ID sub A is added to line 5 and to the encrypted return in line 6.
b. In part a., what was the weakness in the first
protocol? Explain.
This is directly explained – it is the unusual case that a different user
would use the same nonce.
c.
Consider the arbitrated
digital signature protocol of table 10.1.c (Page 302)?
Which of the criteria of page 300 are met:
Criterion |
Met (Yes/No) |
The
signature must be a bit pattern that depends on the message |
Yes |
The
signature must use some information unique to the sender |
Yes |
It
must be relatively easy to produce |
Yes, short messages |
It
must be computationally infeasible to forge |
Yes |
It
must be practical to retain |
Yes, light traffic |
2.
The
following apply to Kerberos. Please
answer the following, briefly, but avoiding the dreaded RADQ.

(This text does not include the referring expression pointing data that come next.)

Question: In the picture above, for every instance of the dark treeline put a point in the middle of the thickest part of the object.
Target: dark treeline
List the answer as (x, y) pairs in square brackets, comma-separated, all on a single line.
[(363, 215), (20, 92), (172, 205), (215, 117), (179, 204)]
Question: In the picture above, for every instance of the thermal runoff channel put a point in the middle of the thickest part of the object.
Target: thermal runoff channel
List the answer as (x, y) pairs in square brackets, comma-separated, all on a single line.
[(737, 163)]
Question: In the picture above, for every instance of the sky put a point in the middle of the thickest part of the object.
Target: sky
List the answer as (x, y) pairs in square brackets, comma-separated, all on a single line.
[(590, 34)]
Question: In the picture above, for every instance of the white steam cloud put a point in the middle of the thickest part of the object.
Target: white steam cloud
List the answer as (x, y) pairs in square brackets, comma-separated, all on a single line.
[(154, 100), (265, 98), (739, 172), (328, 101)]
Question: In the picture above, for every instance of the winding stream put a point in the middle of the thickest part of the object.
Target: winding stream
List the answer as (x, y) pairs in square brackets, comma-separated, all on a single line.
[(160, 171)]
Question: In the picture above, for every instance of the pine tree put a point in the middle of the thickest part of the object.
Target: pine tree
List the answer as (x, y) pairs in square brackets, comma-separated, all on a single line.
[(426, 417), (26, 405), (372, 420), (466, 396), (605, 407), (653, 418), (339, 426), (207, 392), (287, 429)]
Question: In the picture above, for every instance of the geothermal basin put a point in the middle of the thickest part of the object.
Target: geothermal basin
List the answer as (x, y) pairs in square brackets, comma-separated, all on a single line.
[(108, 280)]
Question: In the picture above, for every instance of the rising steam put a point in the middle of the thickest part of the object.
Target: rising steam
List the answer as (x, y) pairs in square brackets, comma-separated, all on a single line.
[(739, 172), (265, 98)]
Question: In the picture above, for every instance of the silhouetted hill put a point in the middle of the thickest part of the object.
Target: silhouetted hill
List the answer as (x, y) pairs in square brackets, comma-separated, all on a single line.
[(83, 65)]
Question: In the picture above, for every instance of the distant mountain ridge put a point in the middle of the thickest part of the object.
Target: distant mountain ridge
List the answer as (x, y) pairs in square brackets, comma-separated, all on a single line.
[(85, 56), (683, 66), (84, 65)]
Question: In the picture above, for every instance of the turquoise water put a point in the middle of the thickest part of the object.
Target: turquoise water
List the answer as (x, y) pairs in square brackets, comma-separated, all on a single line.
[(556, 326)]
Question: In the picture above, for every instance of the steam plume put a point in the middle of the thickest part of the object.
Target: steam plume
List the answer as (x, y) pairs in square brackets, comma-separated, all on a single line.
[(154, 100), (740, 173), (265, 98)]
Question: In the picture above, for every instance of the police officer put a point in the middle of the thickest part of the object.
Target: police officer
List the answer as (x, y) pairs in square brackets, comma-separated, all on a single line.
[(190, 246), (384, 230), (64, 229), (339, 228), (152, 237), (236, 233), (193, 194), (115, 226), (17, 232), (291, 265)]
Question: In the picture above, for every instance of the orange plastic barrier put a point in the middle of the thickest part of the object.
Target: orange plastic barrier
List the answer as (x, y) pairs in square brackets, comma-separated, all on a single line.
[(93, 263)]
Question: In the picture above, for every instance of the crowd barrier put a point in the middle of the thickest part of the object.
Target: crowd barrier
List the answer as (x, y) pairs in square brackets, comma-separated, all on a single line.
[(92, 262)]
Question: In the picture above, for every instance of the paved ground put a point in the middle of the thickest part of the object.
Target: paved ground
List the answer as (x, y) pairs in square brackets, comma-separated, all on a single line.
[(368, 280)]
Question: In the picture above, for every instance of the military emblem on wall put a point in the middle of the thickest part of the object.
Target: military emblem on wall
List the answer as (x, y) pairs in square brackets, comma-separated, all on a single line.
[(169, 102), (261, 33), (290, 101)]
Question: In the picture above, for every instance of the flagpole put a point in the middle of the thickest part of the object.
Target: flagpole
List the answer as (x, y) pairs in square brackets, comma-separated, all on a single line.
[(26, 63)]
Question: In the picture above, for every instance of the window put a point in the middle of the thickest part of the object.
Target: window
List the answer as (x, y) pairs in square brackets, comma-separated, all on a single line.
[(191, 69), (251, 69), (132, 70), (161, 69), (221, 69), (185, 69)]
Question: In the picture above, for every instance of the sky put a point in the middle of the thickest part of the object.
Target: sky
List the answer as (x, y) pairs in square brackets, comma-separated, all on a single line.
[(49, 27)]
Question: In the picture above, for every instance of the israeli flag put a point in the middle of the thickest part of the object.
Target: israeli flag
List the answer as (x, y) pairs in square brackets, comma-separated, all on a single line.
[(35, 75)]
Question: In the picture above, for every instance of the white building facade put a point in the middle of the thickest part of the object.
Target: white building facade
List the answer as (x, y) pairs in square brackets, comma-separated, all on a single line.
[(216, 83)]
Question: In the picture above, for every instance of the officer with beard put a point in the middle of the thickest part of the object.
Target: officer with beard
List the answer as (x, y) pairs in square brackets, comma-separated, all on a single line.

a. Explain how the two-realm model of figure 11.2 would
deal with a user from the client realm with the same ID as the user from the
server realm?
This again is relatively simple – the client server is the one performing
user authentication, and the server TGS grants a ticket based on its trust of
the client TGS.
b. What safeguards would you use in adding a user to a
Kerberos authentication server using certificate authorities rather than
off-line key distribution.
The Kerberos server has to have a secure distribution of the certificate
server’s public key or a shared key. The issuance criteria demanded by the Kerberos server can be
specified all the way to personal experience if the local application requires
that level of security.
c. What are the disadvantages of three-way authentication
(p. 347) when synchronized clocks are available?
Only the additional message traffic and encryption.
3.
Please answer the following,
briefly, please.
a.
In PGP, a key revocation certificate is signed by the
owner. How would the owner counter the
situation in which a malicious individual has done so for the purpose of
denying service?
There is really no counter to this one except
not allowing later keys to be compromised.
The new key is not subject to the same kind of compromise unless the
rightful user continues to be careless.
Note that the compromise may have been of the passphrase, and then the
entire key ring needs reencryption.
b.
Consider Figure 13.10.d on page 420. Describe what protections this gives.
The inner tunnel is host-to-host and can be used for interdepartmental
purposes, the outer is gateway-to host or gateway and can be used for VPN
purposes. In effect this is a remote
member of a VPN with an internal departmental security layer added.
c.
State an example of a scenario (VPN, departmentalization,
etc.) in which this would be useful.